Pitchfork
66
It’s difficult to parse the myriad influences of Toronto-based composer Lydia Ainsworth. At the time of the release of her Juno-nominated 2014 debut Right From Real, she was as likely to pay tribute to the three-part harmonies of Bulgarian folk singers as she was to the Spice Girls. As if challenging herself to come up with an even more disparate set of touchstones to describe her new LP Darling of the Afterglow, Ainsworth offered up her most mystifying set of references yet, characterizing the album’s lead single “The Road” as “a marriage of Enya and the Weeknd.”

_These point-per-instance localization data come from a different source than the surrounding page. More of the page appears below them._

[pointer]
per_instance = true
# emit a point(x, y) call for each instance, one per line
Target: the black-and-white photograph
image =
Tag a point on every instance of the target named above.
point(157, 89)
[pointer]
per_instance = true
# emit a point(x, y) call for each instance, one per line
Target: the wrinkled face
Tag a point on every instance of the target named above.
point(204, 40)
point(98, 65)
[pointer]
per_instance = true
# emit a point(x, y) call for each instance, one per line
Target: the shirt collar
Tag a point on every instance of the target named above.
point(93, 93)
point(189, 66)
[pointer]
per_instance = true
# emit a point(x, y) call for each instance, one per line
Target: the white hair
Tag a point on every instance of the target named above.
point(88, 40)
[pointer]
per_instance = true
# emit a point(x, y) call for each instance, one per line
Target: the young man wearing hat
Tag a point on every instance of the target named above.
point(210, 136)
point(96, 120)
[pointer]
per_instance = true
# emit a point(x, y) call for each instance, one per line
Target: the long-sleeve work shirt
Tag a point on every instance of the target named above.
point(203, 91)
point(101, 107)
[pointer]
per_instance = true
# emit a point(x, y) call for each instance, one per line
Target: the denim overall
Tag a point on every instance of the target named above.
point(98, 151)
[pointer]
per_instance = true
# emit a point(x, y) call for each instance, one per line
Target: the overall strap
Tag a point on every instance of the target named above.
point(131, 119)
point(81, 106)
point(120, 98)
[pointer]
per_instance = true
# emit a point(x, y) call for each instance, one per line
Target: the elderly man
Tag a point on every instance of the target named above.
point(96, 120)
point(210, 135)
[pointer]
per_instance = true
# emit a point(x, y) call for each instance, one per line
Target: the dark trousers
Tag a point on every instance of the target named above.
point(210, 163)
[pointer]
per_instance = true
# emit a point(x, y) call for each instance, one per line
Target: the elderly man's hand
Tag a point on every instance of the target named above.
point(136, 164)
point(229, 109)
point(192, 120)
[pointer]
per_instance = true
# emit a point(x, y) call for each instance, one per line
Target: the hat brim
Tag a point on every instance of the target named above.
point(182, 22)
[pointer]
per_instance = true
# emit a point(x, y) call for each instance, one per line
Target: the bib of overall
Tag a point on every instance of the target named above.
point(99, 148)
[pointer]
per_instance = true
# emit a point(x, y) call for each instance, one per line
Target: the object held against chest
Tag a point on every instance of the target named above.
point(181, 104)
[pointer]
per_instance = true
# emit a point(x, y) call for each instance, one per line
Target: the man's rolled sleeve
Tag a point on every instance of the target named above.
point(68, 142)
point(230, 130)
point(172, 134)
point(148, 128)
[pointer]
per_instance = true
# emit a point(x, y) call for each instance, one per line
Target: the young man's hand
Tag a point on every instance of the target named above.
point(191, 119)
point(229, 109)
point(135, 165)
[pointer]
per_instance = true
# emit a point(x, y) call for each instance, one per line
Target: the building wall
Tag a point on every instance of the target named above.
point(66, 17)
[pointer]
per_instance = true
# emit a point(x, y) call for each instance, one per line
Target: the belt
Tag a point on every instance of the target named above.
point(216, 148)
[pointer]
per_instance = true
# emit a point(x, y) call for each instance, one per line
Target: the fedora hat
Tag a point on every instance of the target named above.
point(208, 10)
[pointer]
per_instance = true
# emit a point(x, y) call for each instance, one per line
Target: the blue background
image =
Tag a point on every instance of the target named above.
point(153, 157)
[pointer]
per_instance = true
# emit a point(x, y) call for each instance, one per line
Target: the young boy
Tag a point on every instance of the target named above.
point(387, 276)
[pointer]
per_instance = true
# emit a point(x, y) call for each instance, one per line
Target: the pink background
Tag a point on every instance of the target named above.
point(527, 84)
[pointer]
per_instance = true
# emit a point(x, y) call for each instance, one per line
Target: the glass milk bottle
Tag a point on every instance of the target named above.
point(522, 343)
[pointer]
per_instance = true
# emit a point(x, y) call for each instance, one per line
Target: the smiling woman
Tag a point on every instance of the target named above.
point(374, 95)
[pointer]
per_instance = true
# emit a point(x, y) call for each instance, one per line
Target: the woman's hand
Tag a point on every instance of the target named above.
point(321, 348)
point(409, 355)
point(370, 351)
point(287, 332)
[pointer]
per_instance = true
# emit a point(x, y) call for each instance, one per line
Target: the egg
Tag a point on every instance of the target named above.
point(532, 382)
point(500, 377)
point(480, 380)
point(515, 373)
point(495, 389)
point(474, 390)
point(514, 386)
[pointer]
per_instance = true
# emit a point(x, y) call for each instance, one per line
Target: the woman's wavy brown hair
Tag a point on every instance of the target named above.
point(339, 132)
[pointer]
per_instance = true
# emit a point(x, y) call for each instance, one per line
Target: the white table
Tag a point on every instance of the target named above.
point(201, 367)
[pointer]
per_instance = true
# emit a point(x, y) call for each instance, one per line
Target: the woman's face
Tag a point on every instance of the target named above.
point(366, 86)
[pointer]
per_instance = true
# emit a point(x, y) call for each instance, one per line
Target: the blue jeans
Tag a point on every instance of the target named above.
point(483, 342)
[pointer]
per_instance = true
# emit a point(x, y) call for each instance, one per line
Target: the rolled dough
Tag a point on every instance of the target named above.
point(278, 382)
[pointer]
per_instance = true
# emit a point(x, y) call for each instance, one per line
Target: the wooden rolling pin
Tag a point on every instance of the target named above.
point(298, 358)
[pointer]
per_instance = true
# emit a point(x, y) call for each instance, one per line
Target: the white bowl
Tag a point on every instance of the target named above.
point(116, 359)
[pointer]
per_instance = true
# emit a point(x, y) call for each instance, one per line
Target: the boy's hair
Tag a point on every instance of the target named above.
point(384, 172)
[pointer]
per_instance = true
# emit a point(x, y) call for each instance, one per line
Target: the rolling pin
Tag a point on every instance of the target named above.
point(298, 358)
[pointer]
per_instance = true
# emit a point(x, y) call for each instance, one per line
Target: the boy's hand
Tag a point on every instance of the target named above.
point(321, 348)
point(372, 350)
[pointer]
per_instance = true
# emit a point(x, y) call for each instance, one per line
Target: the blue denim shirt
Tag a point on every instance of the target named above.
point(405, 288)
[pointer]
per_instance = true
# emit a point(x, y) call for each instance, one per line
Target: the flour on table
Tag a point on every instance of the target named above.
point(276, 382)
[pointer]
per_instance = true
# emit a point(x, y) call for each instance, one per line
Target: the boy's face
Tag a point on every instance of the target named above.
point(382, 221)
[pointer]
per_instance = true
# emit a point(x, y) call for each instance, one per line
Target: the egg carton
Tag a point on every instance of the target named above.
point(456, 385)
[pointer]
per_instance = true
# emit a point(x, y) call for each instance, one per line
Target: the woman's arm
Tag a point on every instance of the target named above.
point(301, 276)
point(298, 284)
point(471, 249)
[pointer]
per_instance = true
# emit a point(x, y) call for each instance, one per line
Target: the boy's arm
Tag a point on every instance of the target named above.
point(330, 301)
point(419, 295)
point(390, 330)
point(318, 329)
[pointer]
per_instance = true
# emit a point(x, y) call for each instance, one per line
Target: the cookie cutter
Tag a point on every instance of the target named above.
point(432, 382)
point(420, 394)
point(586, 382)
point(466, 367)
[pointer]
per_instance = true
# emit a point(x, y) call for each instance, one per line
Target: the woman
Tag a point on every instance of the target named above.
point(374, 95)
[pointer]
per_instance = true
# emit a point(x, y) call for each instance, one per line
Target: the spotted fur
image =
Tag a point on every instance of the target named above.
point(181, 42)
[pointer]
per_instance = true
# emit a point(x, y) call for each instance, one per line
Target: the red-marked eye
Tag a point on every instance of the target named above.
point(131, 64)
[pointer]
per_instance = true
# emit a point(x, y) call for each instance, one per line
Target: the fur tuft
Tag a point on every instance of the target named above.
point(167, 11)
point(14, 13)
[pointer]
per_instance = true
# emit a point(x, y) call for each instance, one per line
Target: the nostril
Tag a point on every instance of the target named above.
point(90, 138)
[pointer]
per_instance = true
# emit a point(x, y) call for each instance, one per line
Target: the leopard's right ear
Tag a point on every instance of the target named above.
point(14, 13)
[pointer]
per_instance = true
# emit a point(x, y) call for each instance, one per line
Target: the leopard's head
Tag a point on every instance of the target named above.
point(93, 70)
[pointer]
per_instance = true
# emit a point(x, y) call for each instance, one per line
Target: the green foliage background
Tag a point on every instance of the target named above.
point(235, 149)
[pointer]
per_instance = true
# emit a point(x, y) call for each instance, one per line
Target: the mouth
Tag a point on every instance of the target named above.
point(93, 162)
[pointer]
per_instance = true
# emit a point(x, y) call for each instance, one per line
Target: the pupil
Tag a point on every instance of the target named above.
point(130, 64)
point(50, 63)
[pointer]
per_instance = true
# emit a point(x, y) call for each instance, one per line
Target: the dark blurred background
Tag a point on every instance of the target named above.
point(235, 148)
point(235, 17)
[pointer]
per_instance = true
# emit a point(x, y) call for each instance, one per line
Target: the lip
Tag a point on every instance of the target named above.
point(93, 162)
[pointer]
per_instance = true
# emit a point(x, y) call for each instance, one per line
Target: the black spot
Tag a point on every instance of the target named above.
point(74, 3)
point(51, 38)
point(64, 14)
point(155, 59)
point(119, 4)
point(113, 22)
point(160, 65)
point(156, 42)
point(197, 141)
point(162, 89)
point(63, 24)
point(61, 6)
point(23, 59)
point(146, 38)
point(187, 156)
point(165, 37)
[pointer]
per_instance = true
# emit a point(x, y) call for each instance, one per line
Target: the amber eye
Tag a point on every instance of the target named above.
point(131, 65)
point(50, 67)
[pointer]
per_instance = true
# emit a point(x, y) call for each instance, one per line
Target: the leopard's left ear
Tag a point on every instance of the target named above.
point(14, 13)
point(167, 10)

This unholy matrimony is, surprisingly, an apt descriptor for many of the 11 songs on Afterglow. While Right From Real showcased her taste for baroque orchestration with a minimal electronic backbone, they were all a bit too off-kilter to be described as bona fide pop songs; “Malachite” and “White Shadows” were far too mystical and ethereal to draw comparisons to Max Martin’s pop. Although Ainsworth has said that some of the songs on Afterglow were in gestation around the same time that she was writing her debut, she composed others during a brief stint in L.A. while writing pop songs for other artists. Her embrace of more mainstream songwriting is evident even in the first few seconds of opener “The Road,” as dramatic piano chords sustain over dark synths that phase beneath her newly confident voice.

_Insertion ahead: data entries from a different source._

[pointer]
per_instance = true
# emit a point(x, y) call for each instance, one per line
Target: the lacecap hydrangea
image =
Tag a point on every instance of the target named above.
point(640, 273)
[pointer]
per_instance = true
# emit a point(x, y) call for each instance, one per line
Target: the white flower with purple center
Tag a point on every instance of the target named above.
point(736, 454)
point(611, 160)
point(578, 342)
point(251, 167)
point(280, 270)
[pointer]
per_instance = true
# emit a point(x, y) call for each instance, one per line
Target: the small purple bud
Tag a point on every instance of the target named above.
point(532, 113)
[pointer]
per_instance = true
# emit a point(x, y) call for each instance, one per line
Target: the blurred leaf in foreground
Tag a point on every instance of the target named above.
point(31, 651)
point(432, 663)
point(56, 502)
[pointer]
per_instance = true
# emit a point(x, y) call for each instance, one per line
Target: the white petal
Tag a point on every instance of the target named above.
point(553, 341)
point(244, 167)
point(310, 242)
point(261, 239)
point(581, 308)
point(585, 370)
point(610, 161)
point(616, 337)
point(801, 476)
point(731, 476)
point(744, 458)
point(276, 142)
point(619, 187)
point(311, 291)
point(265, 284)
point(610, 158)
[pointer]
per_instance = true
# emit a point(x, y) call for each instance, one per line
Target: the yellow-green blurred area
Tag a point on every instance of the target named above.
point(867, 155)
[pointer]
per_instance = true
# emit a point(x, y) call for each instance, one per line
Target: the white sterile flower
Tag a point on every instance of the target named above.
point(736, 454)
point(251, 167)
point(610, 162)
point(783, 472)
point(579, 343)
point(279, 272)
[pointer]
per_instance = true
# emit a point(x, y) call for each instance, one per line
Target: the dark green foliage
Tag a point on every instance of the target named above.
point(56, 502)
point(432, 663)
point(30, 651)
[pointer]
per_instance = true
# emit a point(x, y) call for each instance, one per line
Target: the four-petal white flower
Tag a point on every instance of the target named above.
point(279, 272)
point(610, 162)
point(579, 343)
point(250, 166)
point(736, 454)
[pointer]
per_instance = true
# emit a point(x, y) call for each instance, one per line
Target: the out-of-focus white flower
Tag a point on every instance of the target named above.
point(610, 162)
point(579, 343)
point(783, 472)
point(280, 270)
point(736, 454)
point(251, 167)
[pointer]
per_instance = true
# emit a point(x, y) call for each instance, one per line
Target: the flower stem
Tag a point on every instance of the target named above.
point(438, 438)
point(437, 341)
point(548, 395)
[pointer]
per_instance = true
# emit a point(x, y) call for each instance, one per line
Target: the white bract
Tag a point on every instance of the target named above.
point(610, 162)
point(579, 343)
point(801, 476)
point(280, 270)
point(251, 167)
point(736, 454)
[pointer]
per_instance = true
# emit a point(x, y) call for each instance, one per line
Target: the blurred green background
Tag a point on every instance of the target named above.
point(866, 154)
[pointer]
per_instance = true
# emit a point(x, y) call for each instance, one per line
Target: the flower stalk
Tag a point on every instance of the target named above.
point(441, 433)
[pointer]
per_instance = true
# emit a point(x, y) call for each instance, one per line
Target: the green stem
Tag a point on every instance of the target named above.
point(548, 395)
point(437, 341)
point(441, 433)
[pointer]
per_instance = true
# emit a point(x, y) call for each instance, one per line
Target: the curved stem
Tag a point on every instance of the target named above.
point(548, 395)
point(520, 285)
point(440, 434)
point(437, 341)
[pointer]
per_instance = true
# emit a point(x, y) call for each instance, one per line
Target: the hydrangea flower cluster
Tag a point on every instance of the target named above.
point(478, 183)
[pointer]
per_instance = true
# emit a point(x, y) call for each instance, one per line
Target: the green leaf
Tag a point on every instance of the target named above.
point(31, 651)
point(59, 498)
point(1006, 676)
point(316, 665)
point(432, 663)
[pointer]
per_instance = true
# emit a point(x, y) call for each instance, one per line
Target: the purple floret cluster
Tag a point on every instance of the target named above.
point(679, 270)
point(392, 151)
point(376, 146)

Ainsworth’s more traditional vocal performance is one of the most striking evolutions of her sound. Whether heavily processed on “Hologram” or spliced into sharp daggers on “Moonstone,” Ainsworth’s voice sounded interwoven into Right From Real’s ornate symphonic textures. On Afterglow, she centers her voice to sound more expressive and lucid than ever. On “Ricochet” Ainsworth stretches her voice to its limits, ascending to a soaring falsetto, luxuriating over the softness of her consonants, and in a more familiar vein, pitching it down to harmonize with itself. While this would seem to be an unequivocal step forward, Ainsworth can succumb to melodrama; the twinkling guitar and whispered double-track vocal that composes the first half of “Open Doors” evokes the broad, histrionic effect of a band like Evanescence perhaps more than Ainsworth would like.

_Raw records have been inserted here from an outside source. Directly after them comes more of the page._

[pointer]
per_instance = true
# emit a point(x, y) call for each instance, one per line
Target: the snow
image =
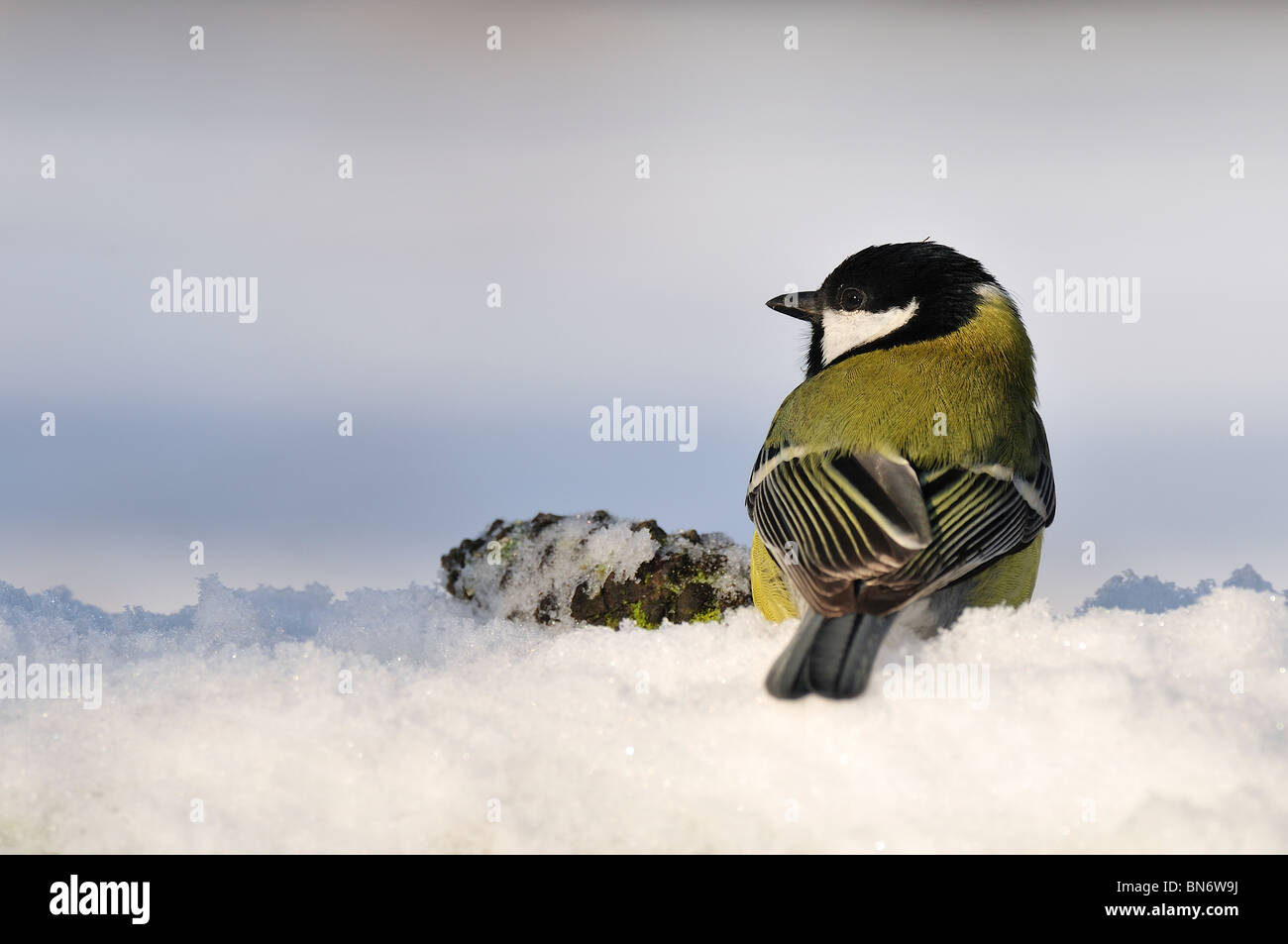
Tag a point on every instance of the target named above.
point(1109, 730)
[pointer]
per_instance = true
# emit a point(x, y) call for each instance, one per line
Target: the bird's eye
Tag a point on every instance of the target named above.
point(853, 299)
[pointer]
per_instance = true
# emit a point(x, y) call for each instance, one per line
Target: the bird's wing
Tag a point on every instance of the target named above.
point(832, 518)
point(870, 533)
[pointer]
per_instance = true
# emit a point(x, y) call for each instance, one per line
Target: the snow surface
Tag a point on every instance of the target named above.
point(1111, 730)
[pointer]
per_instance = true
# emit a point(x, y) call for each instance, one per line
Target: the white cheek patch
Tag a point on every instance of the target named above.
point(844, 331)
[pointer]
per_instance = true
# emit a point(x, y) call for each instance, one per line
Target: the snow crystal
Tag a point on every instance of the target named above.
point(277, 720)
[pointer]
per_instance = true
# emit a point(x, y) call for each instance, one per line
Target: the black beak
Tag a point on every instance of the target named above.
point(803, 305)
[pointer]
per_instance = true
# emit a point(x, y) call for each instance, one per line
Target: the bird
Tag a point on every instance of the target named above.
point(909, 476)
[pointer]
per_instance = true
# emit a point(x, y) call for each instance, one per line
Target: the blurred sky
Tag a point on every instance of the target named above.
point(476, 166)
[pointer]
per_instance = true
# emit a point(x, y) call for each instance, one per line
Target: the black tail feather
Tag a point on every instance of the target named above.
point(829, 656)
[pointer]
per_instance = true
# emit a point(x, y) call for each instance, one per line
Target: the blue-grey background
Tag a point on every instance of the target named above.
point(475, 166)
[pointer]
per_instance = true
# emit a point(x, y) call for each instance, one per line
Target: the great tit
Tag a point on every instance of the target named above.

While the appeal of Ainsworth’s debut existed in its refined hybrid of orchestral synthpop, here Ainsworth confoundingly falls back on cheesy banjos (“What Is It?”) and crunchy guitars (“I Can Feel It All”) to embellish her already fussy arrangements. The latter song, another one of the album’s high points and one of its more strictly synthpop numbers, seems to reach a climax in the last quarter when she unleashes blaring, rich synthesizers that rumble beneath her coos. The arrangement is already over the top, but Ainsworth’s stadium-ready guitars overload the song entirely.
When the so-called “left-of-center pop” album is executed well, it’s exhilarating (see Ainsworth’s Arbutus labelmate Mozart’s Sister or fellow synthpop seductress Jessy Lanza for recent examples). Ainsworth’s tightened up her songwriting, emoting more profoundly than ever before, but she’s abandoned the more restrained instincts that once made her spectral music so lustrous. She hasn’t yet sorted out the particular combination of influences that fit her strengths, and few of the songs’ melodies are compelling enough to overcome the album’s strangely stale take on alternative pop. Ainsworth is clearly a knowledgeable composer with endless sources of inspiration to work with, but Afterglow proves that finding the perfect formula is sometimes more complicated than one might imagine.